Let $(x,y) \in \mathbb{T} \times [0,1]$, ie the periodic strip ($\mathbb{T}$ is the circle). Consider the Dirichlet Problem: $$\Delta u(x,y)=f(x,y)$$ $$u(x,0) = a(x)\qquad u(x,1) = b(x)$$
By expanding all functions as Fourier series in $x$ like $u(x,y) = \sum \hat{u}_k(y)e^{ikx}$ we get a series of ODEs. The $k=0$ case can be solved by straight integration but I omit this part. The $k\neq0$ case is solved by variation of parameters, writing $\hat{u}_k(y) = h_k(y)+g_k(y)$ as the sum of homoegenous and general parts we get $$h_k(y) = \frac{\hat{b}_k\sinh(ky) - \hat{a}_k\sinh[k(y-1)]}{\sinh(k)}$$ $$g_k(y) =\int_0^y \frac{\sinh[k(y-t)]}{k} \hat{f}_k(t)dt - \frac{\sinh(ky)}{\sinh(k)}\int_0^1 \frac{\sinh[k(1-t)]}{k} \hat{f}_k(t)dt$$
My issue is with the convergence of the solution $u$. For example, suppose I would like to show that the solution is at the very least in $L^2$, ie $$\|u\|_{L^2}^2 = \sum_k \|\hat{u}_k(\cdot)\|_{L^2[0,1]}^2 < \infty$$
For the homogeneous part, integrating $\sinh^2(ky)$ I get $$\|h_k(y)\|_{L^2[0,1]}^2 \approx \frac{|\hat{a}_k|^2 + |\hat{b}_k|^2}{k}$$ which is what I expected. On the other hand the general part I get: $$\|g_k(y)\|_{L^2[0,1]}^2 \approx \frac{\sinh^2(k)}{k^4}\|\hat{f}_k(y)\|_{L^2[0,1]}^2$$ and here there must be something wrong because the $\sinh^2(k)$ blows up.
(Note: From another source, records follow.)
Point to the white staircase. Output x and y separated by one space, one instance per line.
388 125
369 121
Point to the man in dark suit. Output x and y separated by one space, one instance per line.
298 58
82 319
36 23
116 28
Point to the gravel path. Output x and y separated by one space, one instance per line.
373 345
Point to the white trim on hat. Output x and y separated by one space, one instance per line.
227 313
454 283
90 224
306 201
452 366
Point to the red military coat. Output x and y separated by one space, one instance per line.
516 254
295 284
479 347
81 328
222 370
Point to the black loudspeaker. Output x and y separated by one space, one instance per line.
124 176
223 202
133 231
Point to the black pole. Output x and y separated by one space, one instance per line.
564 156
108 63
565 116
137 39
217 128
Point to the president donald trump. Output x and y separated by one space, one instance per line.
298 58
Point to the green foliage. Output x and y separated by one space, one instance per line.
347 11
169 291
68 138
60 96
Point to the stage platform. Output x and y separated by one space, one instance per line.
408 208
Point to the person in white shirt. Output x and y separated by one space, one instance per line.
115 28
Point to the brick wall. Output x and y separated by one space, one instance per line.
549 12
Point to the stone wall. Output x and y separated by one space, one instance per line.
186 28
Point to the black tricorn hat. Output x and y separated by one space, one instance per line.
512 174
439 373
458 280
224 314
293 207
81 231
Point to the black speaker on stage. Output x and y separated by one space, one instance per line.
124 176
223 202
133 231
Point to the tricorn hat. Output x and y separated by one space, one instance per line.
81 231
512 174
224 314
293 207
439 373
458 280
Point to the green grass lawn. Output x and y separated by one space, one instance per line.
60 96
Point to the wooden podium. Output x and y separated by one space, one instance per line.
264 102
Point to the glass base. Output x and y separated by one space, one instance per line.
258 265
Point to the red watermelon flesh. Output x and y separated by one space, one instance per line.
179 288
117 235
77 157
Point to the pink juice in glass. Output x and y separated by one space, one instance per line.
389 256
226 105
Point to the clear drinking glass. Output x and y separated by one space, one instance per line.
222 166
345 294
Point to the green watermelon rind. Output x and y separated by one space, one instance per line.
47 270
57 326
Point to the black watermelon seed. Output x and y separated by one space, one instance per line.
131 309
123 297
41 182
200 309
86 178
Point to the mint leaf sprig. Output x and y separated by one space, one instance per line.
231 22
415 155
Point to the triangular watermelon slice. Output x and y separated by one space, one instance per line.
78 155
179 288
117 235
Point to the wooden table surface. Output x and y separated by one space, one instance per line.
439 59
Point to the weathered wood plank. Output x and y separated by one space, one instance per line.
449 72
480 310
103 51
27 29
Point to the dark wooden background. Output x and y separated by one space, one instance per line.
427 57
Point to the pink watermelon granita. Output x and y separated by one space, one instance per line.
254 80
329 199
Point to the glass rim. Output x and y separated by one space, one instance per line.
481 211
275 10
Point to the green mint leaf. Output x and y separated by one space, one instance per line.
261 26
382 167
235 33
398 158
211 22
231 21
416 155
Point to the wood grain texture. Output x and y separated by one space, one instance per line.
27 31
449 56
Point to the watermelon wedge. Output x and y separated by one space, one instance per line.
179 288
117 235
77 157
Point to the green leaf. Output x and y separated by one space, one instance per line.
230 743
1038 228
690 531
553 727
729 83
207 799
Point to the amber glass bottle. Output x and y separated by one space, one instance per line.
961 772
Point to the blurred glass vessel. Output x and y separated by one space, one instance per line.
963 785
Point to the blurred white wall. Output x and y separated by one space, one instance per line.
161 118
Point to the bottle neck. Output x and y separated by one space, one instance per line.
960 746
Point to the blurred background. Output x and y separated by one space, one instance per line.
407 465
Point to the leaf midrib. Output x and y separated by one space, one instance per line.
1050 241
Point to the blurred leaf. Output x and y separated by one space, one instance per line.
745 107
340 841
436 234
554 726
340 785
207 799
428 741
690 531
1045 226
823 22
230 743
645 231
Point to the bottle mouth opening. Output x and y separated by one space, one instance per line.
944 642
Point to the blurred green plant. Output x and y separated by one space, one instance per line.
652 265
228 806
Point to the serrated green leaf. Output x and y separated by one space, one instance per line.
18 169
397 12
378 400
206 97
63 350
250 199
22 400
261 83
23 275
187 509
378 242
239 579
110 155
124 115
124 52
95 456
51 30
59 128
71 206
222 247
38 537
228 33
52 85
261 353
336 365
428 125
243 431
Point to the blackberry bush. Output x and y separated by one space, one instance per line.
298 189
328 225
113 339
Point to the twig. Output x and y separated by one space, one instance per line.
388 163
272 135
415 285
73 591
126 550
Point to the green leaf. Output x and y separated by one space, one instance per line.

Of course I haven't specified in what space lie $a(x), b(x)$ and $f(x,y)$ nevertheless there seems to be something wrong with this general term. I would need some very strong conditions on $f$ to dominate the $\sinh^2(k)$ growth in the numerator.
What gives?
Let's isolate the issue: you solved the ODE $g_k''-k^2g_k=\hat f_k$ with zero boundary conditions on the interval $[0,1]$, and got $g_k$ that is much larger than $\hat f_k$ when $k$ is larger. This cannot happen, since $g_k$ is just the convolution of $\hat f_k$ with Green's function; so you made a mistake somewhere in the process of solving for $g_k$. I'll use the Green function method: $$g_k(y) = \int_0^1 \hat f_k(z) G(y,z)\,dz$$ where Green's function $G(y,z)$ must satisfy $G_{yy}-k^2G = \delta_z$ with zero boundary conditions. So, $$ G(y,z) = \begin{cases} A\sinh(ky),\quad &y\le z, \\ B\sinh(k(1-y)),\quad &y\ge z \\ \end{cases} $$ The function must be continuous at $y=z$ and its derivative must jump by $1$ there. Hence $$ \begin{cases} A\sinh(kz) - B\sinh(k(1-z)) &= 0 \\ Ak \cosh(kz) + Bk\cosh(k(1-z)) &= -1 \\ \end{cases} $$ Solving this system yields $$ \begin{cases} A &= \dfrac{\left(- e^{2 k} + e^{2 k z}\right) e^{- k z}}{k \left(e^{2 k} - 1\right)} \\ B& = \dfrac{e^{ k(1- z)}(1- e^{2 k z}) }{k \left(e^{2 k} - 1\right)} \end{cases} $$ The upshot is that $G$ is of size $O(1/k)$. Indeed, the part $A\sinh(ky)$, $y\le z$, is controlled by $Ae^{kz}$ which is $$\frac{\left(- e^{2 k} + e^{2 k z}\right)}{k \left(e^{2 k} - 1\right)}$$ Exponentials cancel out when $k$ is positive and large; and are small when $k$ is negative and large. Similarly, $$Be^{k(1-z)} = \frac{e^{ 2k(1- z)}(1- e^{2 k z}) }{k \left(e^{2 k} - 1\right)} $$ where again, exponentials are large but balanced when $k$ is positive, and small when $k$ is negative.